Added csvs-to-sqlite --version option.

Using http://click.pocoo.org/5/api/#click.version_option

0.5

6 years ago

Now handles columns with integers and nulls in correctly

Pandas does a good job of figuring out which SQLite column types should be used for a DataFrame - with one exception: due to a limitation of NumPy it treats columns containing a mixture of integers and NaN (blank values) as being of type float64, which means they end up as REAL columns in SQLite.

http://pandas.pydata.org/pandas-docs/stable/gotchas.html#support-for-integer-na

To fix this, we now check to see if a float64 column actually consists solely of NaN and integer-valued floats (checked using v.is_integer() in Python). If that is the case, we over-ride the column type to be INTEGER instead.

See #5 - also a8ab524 and 0997b7b

0.3

6 years ago

Mechanism for converting columns into separate tables

Let's say you have a CSV file that looks like this:

county,precinct,office,district,party,candidate,votes
Clark,1,President,,REP,John R. Kasich,5
Clark,2,President,,REP,John R. Kasich,0
Clark,3,President,,REP,John R. Kasich,7

(Real example from https://github.com/openelections/openelections-data-sd/blob/ master/2016/20160607__sd__primary__clark__precinct.csv )

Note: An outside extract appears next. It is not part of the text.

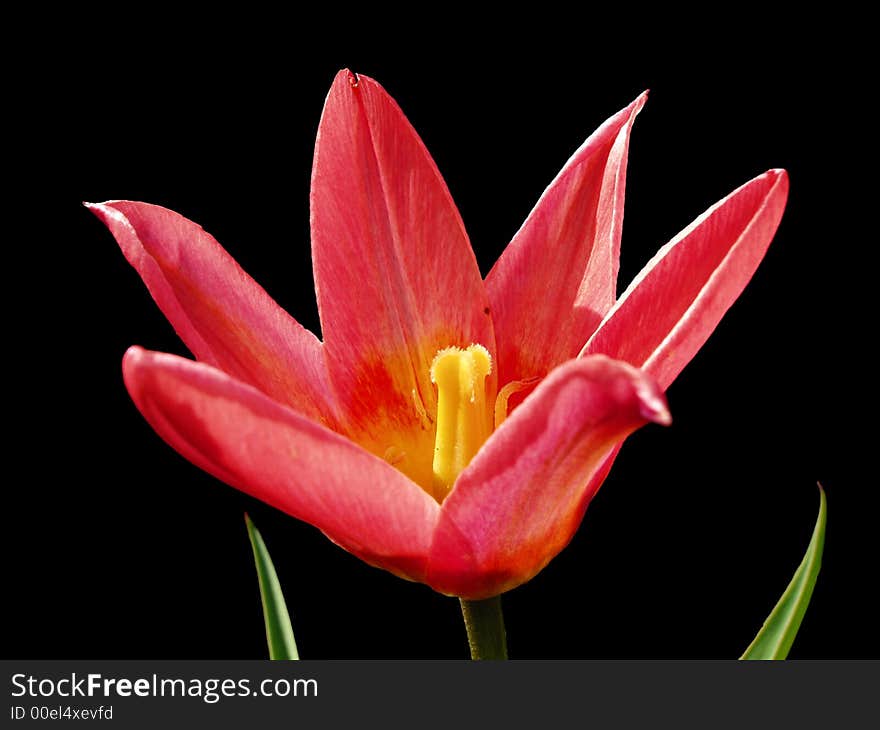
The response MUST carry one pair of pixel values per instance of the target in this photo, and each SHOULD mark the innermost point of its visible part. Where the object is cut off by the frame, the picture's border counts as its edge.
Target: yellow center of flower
(463, 420)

You can now convert selected columns into separate lookup tables using the new --extract-column option (shortname: -c) - for example:

csvs-to-sqlite openelections-data-*/*.csv \
    -c county:County:name \
    -c precinct:Precinct:name \
    -c office -c district -c party -c candidate \
    openelections.db

The format is as follows:

column_name:optional_table_name:optional_table_value_column_name

If you just specify the column name e.g. -c office, the following table will be created:

CREATE TABLE "party" (
    "id" INTEGER PRIMARY KEY,
    "value" TEXT
);

If you specify all three options, e.g. -c precinct:Precinct:name the table will look like this:

CREATE TABLE "Precinct" (
    "id" INTEGER PRIMARY KEY,
    "name" TEXT
);

The original tables will be created like this:

CREATE TABLE "ca__primary__san_francisco__precinct" (
    "county" INTEGER,
    "precinct" INTEGER,
    "office" INTEGER,
    "district" INTEGER,
    "party" INTEGER,
    "candidate" INTEGER,
    "votes" INTEGER,
    FOREIGN KEY (county) REFERENCES County(id),
    FOREIGN KEY (party) REFERENCES party(id),
    FOREIGN KEY (precinct) REFERENCES Precinct(id),
    FOREIGN KEY (office) REFERENCES office(id),
    FOREIGN KEY (candidate) REFERENCES candidate(id)
);

They will be populated with IDs that reference the new derived tables.

Closes #2